2010年2月16日、障害があっても普通に暮らし働く地域社会(ノーマライゼーション社会)の実現をめざして設立したNPO法人クロスジョブも無事3年を越えることができました。これも、ひとえに、会員の皆様をはじめ、クロスジョブの理念にご賛同いただいた多くの皆様のご支援の賜物であり、そして、なによりも就労移行支援事業をご利用いただいたお客様のおかげと深く感謝いたしております。
こうした支えの下で、”石の上にも3年”といわれる如く、この3年間で、私たちは、大変大きな財産を得ることができました。

(第1に)クロスジョブをご利用いただいたお客様が、132人と当初の予想を大きく上回ったことです。 「就職したいが一人では難しい、でも、従来の作業所や福祉施設の環境にはなじめない方々のニーズに応える就労移行支援事業の確立をめざそう」と事業開始したものの、当初は、不安の船出でしたが、今、この目標が正しかったことを改めて確信しています。

(第2に)、就労退所された方は50人(現在継続就労中40人、転職4人、離職6人)になりました。利用途中で退所された方30人(支援が未熟だった事業開始初年度24人)を除くと、利用者の約半数の方が就職され、現在まで利用期間全てを使い切って就職できなかった方はいません。 このことは、大卒就職者の3割が3年で離職する現在、そして今世紀半ばには、生産労働人口と非生産労働人口が1対1になるといわれ、働く人口の拡大が喫緊の課題となっている今日、就労移行支援事業の事業効果をはっきりと示すことができました。

(第3に)、実践を振り返ると、新しいニーズへのチャレンジの初年度、利用されている方々の日々の実践と支援から基本的な支援マニュアルを作ってきた2年目、就労移行支援事業のシステムを確立した3年目、まさに、クロスジョブの確固とした礎を築くことができました。
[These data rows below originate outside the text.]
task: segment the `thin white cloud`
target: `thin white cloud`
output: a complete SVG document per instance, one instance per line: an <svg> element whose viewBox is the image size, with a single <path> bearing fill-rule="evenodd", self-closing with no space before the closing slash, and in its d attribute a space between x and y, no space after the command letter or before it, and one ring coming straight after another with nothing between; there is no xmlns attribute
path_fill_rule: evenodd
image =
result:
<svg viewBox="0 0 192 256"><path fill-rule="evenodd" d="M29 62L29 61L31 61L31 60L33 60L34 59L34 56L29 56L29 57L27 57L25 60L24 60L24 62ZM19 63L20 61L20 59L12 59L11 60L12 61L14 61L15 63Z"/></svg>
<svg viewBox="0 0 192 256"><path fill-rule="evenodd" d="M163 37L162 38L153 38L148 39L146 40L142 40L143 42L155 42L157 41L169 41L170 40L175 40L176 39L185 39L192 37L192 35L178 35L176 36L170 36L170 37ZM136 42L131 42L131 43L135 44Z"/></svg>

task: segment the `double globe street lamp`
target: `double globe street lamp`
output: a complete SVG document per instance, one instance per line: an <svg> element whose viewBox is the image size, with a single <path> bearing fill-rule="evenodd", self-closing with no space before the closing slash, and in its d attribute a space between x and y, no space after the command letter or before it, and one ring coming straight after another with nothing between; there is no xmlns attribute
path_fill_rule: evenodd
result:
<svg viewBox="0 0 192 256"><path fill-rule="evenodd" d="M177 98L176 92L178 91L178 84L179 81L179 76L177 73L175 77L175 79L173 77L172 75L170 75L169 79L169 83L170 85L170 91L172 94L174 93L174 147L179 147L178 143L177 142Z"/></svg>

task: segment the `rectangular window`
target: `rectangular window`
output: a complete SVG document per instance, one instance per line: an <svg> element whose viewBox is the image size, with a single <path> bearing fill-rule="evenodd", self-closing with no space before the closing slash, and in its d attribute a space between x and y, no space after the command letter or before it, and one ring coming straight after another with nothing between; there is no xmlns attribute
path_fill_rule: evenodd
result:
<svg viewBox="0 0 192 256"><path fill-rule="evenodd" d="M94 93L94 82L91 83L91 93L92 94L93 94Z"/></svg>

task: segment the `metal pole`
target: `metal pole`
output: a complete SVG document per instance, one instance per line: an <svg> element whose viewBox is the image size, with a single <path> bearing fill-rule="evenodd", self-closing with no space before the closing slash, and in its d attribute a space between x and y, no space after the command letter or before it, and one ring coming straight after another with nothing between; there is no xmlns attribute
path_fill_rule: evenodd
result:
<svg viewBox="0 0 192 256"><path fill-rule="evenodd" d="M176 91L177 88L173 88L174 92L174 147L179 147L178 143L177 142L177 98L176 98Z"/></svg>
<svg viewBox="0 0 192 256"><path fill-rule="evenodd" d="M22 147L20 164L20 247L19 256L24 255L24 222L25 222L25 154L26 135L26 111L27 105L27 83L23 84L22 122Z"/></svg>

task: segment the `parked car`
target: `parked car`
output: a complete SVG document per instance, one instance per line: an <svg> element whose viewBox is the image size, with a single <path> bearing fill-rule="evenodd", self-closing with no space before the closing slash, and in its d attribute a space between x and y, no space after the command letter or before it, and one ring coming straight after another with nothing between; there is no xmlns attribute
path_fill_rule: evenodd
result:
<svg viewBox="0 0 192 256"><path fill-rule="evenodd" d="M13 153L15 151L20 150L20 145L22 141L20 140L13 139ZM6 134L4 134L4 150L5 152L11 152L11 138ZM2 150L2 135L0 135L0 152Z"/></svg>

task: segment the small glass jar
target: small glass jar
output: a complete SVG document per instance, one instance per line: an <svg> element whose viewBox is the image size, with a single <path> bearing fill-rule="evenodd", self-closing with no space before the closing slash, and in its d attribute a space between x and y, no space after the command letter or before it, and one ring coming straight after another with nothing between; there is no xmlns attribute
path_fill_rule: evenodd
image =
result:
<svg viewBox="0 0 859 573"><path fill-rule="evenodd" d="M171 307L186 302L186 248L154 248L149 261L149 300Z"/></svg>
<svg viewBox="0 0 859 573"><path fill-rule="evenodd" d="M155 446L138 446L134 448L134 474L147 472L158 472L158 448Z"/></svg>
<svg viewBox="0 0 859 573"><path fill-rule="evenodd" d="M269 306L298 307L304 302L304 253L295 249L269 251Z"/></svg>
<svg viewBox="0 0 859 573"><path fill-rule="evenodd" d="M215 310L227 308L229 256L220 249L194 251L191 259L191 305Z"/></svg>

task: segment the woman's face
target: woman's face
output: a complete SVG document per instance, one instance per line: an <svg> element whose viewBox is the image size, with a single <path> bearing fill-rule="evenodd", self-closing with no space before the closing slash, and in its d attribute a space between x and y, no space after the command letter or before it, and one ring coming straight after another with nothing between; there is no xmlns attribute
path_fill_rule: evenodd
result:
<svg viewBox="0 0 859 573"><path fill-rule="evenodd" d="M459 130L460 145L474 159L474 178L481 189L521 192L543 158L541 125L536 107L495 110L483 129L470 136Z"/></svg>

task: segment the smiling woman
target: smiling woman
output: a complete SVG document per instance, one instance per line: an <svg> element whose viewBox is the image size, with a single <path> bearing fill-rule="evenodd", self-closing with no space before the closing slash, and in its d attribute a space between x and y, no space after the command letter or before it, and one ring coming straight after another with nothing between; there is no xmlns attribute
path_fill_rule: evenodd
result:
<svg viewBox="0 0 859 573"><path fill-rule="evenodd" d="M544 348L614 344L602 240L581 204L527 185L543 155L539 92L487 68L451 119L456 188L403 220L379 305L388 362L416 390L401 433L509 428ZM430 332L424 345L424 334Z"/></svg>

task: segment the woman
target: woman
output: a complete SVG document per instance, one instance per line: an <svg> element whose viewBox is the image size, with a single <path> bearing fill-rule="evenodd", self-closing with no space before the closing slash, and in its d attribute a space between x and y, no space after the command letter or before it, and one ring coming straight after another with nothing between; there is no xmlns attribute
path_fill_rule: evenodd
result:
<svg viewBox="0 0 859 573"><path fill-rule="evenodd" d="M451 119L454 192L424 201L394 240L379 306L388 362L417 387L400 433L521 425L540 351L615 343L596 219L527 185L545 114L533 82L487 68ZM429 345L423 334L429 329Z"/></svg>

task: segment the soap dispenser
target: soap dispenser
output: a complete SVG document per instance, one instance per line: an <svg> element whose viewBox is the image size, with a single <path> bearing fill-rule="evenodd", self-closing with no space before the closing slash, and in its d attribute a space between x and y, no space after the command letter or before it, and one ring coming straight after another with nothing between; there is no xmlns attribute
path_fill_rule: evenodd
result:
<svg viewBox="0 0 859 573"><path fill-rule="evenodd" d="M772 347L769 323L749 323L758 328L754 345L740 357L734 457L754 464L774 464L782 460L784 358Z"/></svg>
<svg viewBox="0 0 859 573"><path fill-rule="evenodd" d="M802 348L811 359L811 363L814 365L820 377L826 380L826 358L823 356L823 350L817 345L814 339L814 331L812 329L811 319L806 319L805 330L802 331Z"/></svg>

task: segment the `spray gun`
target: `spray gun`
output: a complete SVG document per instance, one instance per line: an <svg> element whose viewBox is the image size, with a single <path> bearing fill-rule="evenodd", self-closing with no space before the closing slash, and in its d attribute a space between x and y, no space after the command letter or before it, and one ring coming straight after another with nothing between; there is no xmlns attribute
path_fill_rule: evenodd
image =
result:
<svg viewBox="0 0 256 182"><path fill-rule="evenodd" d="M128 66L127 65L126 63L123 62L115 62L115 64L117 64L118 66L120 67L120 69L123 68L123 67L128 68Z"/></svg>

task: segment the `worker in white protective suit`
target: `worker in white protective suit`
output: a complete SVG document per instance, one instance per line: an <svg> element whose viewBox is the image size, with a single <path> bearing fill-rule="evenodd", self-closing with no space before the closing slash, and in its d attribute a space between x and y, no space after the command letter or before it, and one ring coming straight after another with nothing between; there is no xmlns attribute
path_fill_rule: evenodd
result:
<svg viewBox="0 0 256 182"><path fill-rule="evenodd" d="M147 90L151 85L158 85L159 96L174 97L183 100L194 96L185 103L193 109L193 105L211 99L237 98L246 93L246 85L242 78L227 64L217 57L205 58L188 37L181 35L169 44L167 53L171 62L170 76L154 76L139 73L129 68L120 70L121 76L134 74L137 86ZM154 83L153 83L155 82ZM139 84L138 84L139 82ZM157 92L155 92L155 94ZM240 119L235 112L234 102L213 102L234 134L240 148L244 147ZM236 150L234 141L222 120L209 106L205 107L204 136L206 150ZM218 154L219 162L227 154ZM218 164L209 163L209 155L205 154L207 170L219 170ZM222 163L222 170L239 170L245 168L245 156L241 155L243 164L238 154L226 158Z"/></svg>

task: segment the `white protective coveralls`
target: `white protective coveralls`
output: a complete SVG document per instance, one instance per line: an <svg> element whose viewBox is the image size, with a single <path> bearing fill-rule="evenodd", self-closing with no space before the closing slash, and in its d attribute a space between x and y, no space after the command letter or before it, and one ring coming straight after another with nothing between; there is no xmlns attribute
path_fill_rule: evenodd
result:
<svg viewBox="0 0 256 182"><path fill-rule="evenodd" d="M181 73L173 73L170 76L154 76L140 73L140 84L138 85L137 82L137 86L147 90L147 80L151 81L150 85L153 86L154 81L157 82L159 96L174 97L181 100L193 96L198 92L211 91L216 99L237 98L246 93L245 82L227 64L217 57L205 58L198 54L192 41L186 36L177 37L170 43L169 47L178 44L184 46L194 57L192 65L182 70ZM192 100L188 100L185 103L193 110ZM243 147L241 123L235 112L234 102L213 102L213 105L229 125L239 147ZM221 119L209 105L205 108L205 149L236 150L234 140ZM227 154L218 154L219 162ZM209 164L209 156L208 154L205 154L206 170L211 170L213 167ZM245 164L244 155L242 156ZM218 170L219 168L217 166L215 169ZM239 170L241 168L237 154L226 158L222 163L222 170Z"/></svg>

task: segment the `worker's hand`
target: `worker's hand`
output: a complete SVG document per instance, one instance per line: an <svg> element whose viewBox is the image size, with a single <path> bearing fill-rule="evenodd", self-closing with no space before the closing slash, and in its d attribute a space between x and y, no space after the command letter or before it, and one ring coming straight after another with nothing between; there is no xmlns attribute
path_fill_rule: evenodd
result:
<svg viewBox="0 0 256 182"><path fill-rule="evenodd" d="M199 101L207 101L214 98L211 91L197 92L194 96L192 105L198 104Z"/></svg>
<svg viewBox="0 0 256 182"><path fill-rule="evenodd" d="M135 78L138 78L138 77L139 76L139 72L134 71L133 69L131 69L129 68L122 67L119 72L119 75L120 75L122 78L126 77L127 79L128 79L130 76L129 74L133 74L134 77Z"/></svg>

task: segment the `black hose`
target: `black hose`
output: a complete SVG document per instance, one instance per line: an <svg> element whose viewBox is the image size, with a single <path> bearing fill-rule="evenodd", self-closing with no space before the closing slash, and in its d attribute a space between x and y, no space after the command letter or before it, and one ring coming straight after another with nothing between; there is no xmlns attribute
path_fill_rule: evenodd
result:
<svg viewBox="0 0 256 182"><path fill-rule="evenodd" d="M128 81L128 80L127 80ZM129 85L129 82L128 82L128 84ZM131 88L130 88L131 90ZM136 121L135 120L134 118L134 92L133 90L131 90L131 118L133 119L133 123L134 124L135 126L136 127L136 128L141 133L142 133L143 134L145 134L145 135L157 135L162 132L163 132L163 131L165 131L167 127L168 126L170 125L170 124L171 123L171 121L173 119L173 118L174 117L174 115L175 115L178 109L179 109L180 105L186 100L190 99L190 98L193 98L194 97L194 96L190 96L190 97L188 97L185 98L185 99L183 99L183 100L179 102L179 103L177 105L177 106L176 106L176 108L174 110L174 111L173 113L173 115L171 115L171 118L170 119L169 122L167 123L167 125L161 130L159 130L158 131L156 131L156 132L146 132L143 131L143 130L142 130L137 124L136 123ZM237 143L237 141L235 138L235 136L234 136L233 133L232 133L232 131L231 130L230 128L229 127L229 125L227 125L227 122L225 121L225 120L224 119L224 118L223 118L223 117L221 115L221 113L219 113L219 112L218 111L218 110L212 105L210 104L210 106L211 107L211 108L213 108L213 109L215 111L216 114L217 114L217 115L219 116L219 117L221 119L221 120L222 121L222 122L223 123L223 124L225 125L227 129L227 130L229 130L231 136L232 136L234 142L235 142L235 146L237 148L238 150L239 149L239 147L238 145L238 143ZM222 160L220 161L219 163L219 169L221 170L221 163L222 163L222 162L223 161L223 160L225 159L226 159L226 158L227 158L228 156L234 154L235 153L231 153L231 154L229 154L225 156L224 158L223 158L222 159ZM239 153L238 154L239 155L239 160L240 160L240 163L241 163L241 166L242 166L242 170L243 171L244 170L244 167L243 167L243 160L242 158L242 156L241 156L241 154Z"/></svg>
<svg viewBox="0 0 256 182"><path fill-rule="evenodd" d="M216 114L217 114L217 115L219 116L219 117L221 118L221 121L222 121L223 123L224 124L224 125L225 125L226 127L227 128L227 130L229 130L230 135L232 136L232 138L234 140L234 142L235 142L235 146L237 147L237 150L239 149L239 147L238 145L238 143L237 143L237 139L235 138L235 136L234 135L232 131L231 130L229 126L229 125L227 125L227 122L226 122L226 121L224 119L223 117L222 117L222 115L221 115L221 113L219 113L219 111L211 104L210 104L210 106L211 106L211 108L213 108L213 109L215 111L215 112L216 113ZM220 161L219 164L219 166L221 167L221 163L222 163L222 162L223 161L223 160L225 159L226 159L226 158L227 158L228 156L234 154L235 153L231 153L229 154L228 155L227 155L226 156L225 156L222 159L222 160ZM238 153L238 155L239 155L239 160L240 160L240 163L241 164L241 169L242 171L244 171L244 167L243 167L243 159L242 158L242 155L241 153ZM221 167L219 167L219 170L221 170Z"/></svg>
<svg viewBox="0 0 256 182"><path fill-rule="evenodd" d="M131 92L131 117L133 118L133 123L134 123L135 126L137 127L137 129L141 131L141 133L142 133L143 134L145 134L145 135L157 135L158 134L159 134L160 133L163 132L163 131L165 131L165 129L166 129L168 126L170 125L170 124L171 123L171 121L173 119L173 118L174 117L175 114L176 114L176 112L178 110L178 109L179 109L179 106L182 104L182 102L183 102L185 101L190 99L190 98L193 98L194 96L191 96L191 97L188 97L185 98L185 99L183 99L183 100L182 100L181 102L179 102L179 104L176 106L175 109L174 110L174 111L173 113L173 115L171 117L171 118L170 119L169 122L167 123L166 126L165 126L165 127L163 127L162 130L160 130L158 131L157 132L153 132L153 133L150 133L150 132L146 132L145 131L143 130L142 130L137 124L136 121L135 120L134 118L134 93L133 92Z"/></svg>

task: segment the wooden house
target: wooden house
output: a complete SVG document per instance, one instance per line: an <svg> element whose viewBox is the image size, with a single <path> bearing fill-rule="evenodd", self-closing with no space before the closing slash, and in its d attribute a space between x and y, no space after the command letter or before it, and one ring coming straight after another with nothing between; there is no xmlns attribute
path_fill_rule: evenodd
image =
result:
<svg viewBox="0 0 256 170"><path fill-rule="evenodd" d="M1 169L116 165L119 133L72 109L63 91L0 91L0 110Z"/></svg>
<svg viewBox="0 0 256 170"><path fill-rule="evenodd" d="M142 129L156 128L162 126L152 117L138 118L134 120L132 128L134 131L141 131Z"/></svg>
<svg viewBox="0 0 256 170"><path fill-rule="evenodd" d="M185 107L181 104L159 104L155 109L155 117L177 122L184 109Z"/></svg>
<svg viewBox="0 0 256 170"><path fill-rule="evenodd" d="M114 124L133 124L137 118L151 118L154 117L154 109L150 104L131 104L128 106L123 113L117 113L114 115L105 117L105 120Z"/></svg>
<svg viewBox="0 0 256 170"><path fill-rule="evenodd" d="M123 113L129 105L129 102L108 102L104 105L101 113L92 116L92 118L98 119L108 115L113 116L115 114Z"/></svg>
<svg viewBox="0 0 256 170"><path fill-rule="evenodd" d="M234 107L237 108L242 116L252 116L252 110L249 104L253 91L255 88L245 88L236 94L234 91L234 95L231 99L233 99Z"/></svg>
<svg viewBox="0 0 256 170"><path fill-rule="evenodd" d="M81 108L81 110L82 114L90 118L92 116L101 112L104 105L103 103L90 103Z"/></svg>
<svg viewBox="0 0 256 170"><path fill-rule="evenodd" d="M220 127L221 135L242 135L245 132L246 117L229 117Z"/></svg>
(第4に)当法人が運営する事業所も2か所、さらに神戸、金沢にも、志を同じくする熱い仲間の奮闘で、NPO法人クロスジョブ神戸、NPO法人クロスジョブ金沢が立ち上がり、クロスジョブグループ(クロスジョブ憲章・5原則参照)が発足したことです。現在、当法人の事業スタッフも20人を超え、これからクロスジョブグループとしての活動に本格的にチャレンジしていくこととなります。

昨年6月に開催した当法人の定例総会では、今後10年のクロスジョブの目指す方向(理念)を以下のように定めました。

  1. 21世紀の日本の労働施策にコミットメントする会社になろう!
  2. 障害のある方が暮らす地域社会で存在感のある会社になろう!
  3. 全社員が、互いの強みを生かしあう会社になろう!

ここには、日本の労働人口が減少の一途をたどり、労働力の確保、育成が喫緊の課題であり、就労移行支援事業で養ってきたノウハウの拡大が、その解決の重要な施策の一つであること。障害のある方が働き続けていくためには、その方々を地域で支えていく体制、(他の福祉サービスと連携した就労支援)が重要であること。そして何よりその支援に携わるわが社の支援員が互いの力を発揮し、持ち味を生かしあえる、働きやすい会社でなければならない。という思いを体現しています。

今回のホームページのリニューアルは、この今後を見据え、全支援員の手で広報機能を飛躍的に強化することを目指すものです。

利用者日記では、日々訓練に励んでいる利用者の皆さんに、日々の想いや企業実習、就職へと挑戦していく感動をつづっていただき、スタッフの一日では、日々の支援、実践、悩み、喜びを掲載し、現場からの発信を大切に、全国津々浦々の志を同じくする方々との拡がりを生み出す武器となればと思っています。

これからもクロスジョブの取組みにご支援をよろしくお願いいたします。